L’AVIS DU « MONDE » – À NE PAS MANQUER
A la sortie de cette réunion des anciens du lycée, à laquelle elle n’avait aucune envie d’aller, et de laquelle elle part ex abrupto parce qu’un homme la regarde, il y a cette fille intranquille, Sylvia (Jessica Chastain), que l’on a aperçue peu de temps auparavant dans une réunion des Alcooliques anonymes, rébarbative, cadenassée en elle-même.

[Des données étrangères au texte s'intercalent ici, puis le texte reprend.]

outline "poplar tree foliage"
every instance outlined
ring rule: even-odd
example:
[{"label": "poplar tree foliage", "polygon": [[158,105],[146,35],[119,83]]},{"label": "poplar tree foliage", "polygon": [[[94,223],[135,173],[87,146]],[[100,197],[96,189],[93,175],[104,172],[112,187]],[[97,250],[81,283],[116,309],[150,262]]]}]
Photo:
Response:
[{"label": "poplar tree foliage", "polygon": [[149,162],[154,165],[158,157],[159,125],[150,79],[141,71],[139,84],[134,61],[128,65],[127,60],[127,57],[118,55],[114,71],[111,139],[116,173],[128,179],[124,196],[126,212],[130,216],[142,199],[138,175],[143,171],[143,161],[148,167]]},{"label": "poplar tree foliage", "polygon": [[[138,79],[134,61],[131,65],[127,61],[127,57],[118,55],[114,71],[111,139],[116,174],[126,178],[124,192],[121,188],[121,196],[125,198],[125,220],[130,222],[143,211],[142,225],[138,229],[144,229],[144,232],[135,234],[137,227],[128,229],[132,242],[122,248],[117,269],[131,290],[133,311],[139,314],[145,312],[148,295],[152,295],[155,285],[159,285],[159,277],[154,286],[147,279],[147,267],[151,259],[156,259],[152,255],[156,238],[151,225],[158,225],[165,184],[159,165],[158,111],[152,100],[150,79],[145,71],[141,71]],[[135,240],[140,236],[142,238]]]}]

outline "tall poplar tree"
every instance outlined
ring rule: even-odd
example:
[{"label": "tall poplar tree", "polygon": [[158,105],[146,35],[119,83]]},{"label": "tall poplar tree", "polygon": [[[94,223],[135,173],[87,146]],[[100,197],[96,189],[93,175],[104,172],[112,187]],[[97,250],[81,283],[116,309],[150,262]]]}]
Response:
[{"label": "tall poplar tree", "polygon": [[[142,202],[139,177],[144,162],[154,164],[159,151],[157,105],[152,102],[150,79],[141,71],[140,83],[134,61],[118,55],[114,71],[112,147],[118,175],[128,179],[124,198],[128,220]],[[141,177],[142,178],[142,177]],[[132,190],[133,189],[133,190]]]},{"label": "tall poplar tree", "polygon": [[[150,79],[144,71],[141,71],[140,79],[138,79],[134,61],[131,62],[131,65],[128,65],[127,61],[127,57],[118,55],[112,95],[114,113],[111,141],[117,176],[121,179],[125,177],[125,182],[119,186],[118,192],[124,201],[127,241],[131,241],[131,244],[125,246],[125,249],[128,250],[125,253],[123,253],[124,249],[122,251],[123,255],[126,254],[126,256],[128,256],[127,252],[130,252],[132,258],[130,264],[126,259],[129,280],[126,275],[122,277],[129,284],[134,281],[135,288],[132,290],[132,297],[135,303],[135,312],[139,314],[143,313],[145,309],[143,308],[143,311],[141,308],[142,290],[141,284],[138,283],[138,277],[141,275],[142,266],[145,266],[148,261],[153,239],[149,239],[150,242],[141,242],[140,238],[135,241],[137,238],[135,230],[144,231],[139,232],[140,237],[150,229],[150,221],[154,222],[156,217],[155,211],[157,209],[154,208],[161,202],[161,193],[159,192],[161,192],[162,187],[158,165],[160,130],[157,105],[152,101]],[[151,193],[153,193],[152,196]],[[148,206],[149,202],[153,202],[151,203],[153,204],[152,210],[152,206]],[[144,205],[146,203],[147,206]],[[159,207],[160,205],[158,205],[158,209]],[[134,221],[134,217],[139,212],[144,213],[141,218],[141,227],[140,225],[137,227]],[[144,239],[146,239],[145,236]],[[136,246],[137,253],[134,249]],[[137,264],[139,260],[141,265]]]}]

Un drôle de type, Saul (Peter Sarsgaard), celui-là même qui la regardait, un peu lunaire, possiblement dangereux, se met à la suivre obstinément, en pleine nuit, jusque devant chez elle, où elle se boucle en panique derrière sa porte à trois verrous dotée de surcroît d’un système d’alarme. On est à New York, dans un film tourné en décors naturels et en plans-séquences par un réalisateur mexicain un peu tordu, Michel Franco.
Le lendemain matin, le type dort benoîtement sur le trottoir, à côté des poubelles. Sylvia le fouille, trouve le numéro d’un proche, l’appelle. Elle tombe sur son frère, Isaac. A son arrivée, la situation s’éclaire : il veille sur Saul, qui est atteint d’une démence précoce et ne peut être laissé à lui-même. On repart avec les deux frères, pour faire connaissance avec Saul, un type très doux, très attachant, que sa maladie égare parfois. Dans ce qu’on pourrait appeler la mise en place du récit, deux informations capitales nous sont ainsi livrées. La défiance contre le règne des apparences. Et la mesure d’insolite qui marque la rencontre de deux grands blessés de la vie, Sylvia et Saul.

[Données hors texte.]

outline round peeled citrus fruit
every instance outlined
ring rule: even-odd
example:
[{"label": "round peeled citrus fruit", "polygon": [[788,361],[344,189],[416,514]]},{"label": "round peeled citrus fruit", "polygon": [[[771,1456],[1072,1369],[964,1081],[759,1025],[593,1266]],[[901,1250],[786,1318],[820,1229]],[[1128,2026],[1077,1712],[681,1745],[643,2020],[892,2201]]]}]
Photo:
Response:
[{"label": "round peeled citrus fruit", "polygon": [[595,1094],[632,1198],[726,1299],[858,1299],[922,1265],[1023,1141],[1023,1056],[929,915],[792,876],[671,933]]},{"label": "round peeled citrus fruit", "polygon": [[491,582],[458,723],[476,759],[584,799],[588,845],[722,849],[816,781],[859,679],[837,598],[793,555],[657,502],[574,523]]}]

On n’en a, pour l’heure, pas fini avec les mauvaises ondes qui parasitent leur rapprochement. Travailleuse sociale dans un centre pour handicapés mentaux, Sylvia s’enquiert par politesse du sort de Saul auprès de son frère. Lequel lui propose, à ses heures creuses, de s’occuper de ce dernier, qui l’a visiblement prise en amitié.

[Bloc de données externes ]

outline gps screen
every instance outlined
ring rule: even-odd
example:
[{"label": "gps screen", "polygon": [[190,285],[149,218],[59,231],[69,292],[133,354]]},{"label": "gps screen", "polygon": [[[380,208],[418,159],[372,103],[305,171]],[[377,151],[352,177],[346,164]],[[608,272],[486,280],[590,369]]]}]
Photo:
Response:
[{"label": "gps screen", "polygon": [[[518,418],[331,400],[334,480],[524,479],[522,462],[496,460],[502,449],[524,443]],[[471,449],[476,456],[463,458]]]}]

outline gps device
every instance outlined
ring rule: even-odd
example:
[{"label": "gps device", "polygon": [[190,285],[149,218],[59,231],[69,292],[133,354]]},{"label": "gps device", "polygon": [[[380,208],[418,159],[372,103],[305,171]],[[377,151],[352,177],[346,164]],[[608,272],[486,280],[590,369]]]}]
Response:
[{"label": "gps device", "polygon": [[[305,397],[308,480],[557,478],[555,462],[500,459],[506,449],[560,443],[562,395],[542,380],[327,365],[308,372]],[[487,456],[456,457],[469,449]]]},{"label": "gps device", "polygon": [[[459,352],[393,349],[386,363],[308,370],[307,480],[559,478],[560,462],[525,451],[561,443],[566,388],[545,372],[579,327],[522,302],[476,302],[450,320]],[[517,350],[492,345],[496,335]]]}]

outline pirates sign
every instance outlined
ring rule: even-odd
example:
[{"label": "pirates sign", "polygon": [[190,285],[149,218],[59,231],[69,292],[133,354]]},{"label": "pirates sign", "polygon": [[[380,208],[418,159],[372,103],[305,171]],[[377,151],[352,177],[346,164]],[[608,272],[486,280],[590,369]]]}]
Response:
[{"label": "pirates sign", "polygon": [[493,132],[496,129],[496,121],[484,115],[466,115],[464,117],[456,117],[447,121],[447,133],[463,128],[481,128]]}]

La première balade tourne pourtant au cauchemar. Sylvia reconnaît soudain en Saul un des garçons qui la violaient régulièrement au lycée. Lui ne sait pas de quoi elle parle. Elle le laisse alors seul au milieu du parc en le gratifiant d’un « vous méritez ce que vous avez ». Il lui sera pourtant démontré, un peu plus tard, que Saul n’était plus au lycée quand Sylvia y est entrée.
Harpie contemporaine
On ne donne pas cher, à ce moment du film, du statut de ce personnage féminin, épinglé comme harpie contemporaine en proie à la passion de la destruction masculine. C’est là le côté un peu pervers de Michel Franco, qui explique sans doute l’inimitié que son œuvre, d’une incontestable puissance, suscite auprès de certains spectateurs.